Trump 'Poised To Sign' Giant $1.4 Trillion Spending Deal, According to White House
One day before Wednesday’s monumental vote on impeachment, House Republicans and Democrats found something to agree upon — spending money.
The House on Tuesday approved two separate budget bills that would fund government operations through September.
The legislation now goes to the Senate, which must act by Friday, when the current stopgap bill that has kept government running will expire.
Senate Majority Leader Mitch McConnell supports the deal.
“The list goes on and on,” the Kentucky Republican said, referring to narrowly tailored tax credits and incentives, according to The Washington Post.
President Donald Trump expects to sign the bill, White House counselor Kellyanne Conway said Tuesday.
“The president is poised to sign it to keep the government open,” Conway told reporters, according to The Hill.
The budget gives Trump $1.4 billion to erect new parts of his border wall project, the New York Post reported.
It also give Trump the ability to access defense-related accounts to boost the amount of construction done.
“A year after [Democrats] called it a manufactured crisis, the president is getting $1.375 billion for his wall, and they didn’t mess with his authorities at all,” Conway said. “There’s a lot of good stuff in there.”
To some, the wall funding was a bridge too far, according to U.S. News & World Report.
“Many members of the CHC will vote against it,” Congressional Hispanic Caucus Chairman Rep. Joaquin Castro, a Texas Democrat, told The Associated Press.

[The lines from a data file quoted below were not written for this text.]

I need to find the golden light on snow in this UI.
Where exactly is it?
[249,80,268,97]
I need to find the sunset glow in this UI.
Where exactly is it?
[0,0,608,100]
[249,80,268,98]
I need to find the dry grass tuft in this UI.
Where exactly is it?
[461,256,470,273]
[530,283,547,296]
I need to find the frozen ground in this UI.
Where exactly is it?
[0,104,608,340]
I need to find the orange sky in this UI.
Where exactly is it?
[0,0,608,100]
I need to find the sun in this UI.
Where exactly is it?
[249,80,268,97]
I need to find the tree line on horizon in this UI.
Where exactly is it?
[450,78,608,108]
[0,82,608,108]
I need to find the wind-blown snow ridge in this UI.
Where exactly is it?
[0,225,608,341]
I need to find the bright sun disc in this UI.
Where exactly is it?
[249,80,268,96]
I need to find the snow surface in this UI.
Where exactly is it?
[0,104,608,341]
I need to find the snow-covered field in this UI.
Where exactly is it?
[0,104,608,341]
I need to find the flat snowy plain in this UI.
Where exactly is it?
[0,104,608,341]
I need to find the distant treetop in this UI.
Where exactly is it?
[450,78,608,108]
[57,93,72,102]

“It’s true that there are a lot of good things and Democratic victories in the spending agreement. I think everybody appreciates those. What members of the Hispanic Caucus are concerned with is the wall money, the high level of detention beds, and most of all with the ability of the president to transfer money both to wall and to detention beds in the future.”

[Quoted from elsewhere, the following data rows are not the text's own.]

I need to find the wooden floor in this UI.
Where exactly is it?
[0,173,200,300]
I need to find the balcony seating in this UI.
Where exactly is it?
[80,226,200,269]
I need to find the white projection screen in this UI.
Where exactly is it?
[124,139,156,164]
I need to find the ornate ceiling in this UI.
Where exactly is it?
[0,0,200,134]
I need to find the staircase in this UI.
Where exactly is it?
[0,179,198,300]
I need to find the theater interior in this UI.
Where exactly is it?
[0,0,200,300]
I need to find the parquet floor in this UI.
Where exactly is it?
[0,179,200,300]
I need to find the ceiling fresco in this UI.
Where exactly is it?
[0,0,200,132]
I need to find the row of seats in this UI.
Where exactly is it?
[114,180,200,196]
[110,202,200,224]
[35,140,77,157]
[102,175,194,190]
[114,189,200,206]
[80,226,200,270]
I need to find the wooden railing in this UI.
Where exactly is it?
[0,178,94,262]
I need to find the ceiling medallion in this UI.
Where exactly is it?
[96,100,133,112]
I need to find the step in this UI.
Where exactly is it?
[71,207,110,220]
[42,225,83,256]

Fiscal conservatives attacked bill for adding to the federal debt, which reached $21.6 trillion at the end of the 2018 fiscal year, according to the Government Accountability Office.

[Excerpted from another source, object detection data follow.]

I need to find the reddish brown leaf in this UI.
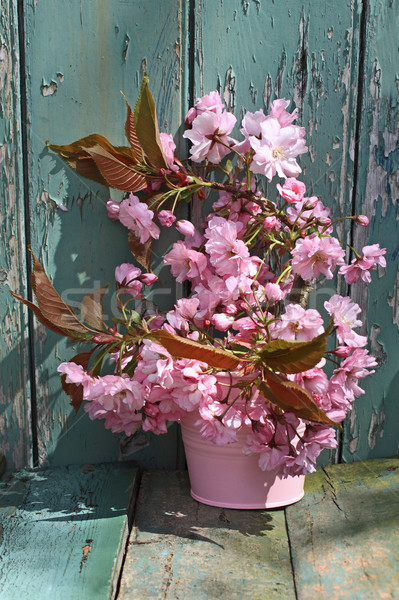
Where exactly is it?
[129,231,152,273]
[87,146,147,192]
[122,92,143,158]
[81,286,108,331]
[259,330,330,373]
[31,253,89,334]
[61,350,93,412]
[48,133,145,187]
[259,373,339,427]
[10,290,73,337]
[133,75,167,169]
[147,329,243,370]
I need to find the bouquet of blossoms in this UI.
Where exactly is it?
[14,77,385,475]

Two full months into the current fiscal year, the federal government is already $343 billion in the red, the Treasury Department reported.
The Committee for a Responsible Federal Budget, a nonprofit group, took issue with the spending package’s “zombie tax extenders” — short-term tax cuts that never go away — which it said can raise the federal debt $400 billion in the 10 years.
“What a bucket of garbage this bill is,” the group’s president, Maya MacGuineas, tweeted.
What a bucket of garbage this bill is. https://t.co/IS1bgFu1jm via @NYTimes
— Maya MacGuineas (@MayaMacGuineas) December 17, 2019
There is smart tax reform. Then there are good tax policies that would makes sense if offset. And then there are the absolutely ridiculous “zombie extenders” – temporary tax breaks that will not die, that when enacted retroactively, are simply moronic. https://t.co/ekj9ZlzUTE
— Maya MacGuineas (@MayaMacGuineas) December 17, 2019
The bill includes various items to placate members of both parties.
For Democrats, the budget will fund $25 million in gun violence research, give civilian federal employees a 3.1 percent pay hike and set records for the federal investment in programs such as Head Start.
For Republicans, it also raises Pentagon funding by $22 billion and repeals several taxes that were part of Obamacare.
The 2,371-page spending package also include a new law raising the national age to buy tobacco to 21.
The new legislation will apply to e-cigarettes and vaping devices, though it does not, however, ban flavored vaping products.